Kernel Filter Driver Example & Article [Archive] - RCE Messageboard's Regroupment

Clandestiny

August 31st, 2004, 17:37

Hi guys,

I haven't been around on this board much for a while, but I recently posted this article over on rootkit.com and Kayaker suggested that it might be an appropriate example to also provide here on the Advanced Reversing & Programming forum. A while back I was playing around with filter drivers and ended up writing Klog, a simple key logger based upon a keyboard filter.

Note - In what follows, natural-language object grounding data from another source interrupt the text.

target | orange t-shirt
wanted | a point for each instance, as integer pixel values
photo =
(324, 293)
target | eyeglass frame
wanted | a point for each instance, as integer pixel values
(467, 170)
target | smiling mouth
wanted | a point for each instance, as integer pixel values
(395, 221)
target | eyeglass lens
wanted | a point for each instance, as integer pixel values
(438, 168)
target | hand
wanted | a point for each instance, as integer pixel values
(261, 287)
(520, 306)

So here it is... In it's current form, Klog is more of a teaching example than a functional attack tool, but it should provide a starting point for those interested in incorporating filtering techniques into a kernel rootkit. Filters also have some potential applications in software protections (covertly testing for a keyboard input sequence perhaps). Klog currently supports only US layout keyboards and makes no effort to hide itself, however, these deficiencies will be remedied in future versions. The project download includes the source code, compiled driver, and a tutorial / article on filter driver design issues.

A partial transcript of the article follows... The full version in .pdf form (including colorful illustrations ;p ) can be found in the project download.

Introduction:

The following tutorial outlines the design of a simple key logger implementation using a kernel filter driver. Although the key logger itself is only proof-of-concept and lacks the functionality of a useful attack tool, it presents filter drivers as a potentially useful (and underutilized) rootkit hooking technique while demonstrating a few of the basic programming challenges that distinguish kernel design from user land development. The filter is based on the method shown in the ctrl2cap program at sysinternals.com.

If you’ve written a kernel driver before you already know that the drivers for each of the system’s hardware devices are layered into a hierarchal “device stack” and that a hardware device may have one or more drivers associated with it. Filter drivers are a special kind of driver that can be transparently inserted on top of or in between existing drivers in the stack. The key word, of course, is “transparently” because the surrounding drivers are unaware of the filter driver’s existence. The filter may be used to add functionality to an existing lower level driver, hide or modify data being sent to an upper level driver, or to stealthily intercept data. Clearly, the application of filters to rootkit development falls into this latter category and the possibilities range from simple key loggers to complex network and file system filters.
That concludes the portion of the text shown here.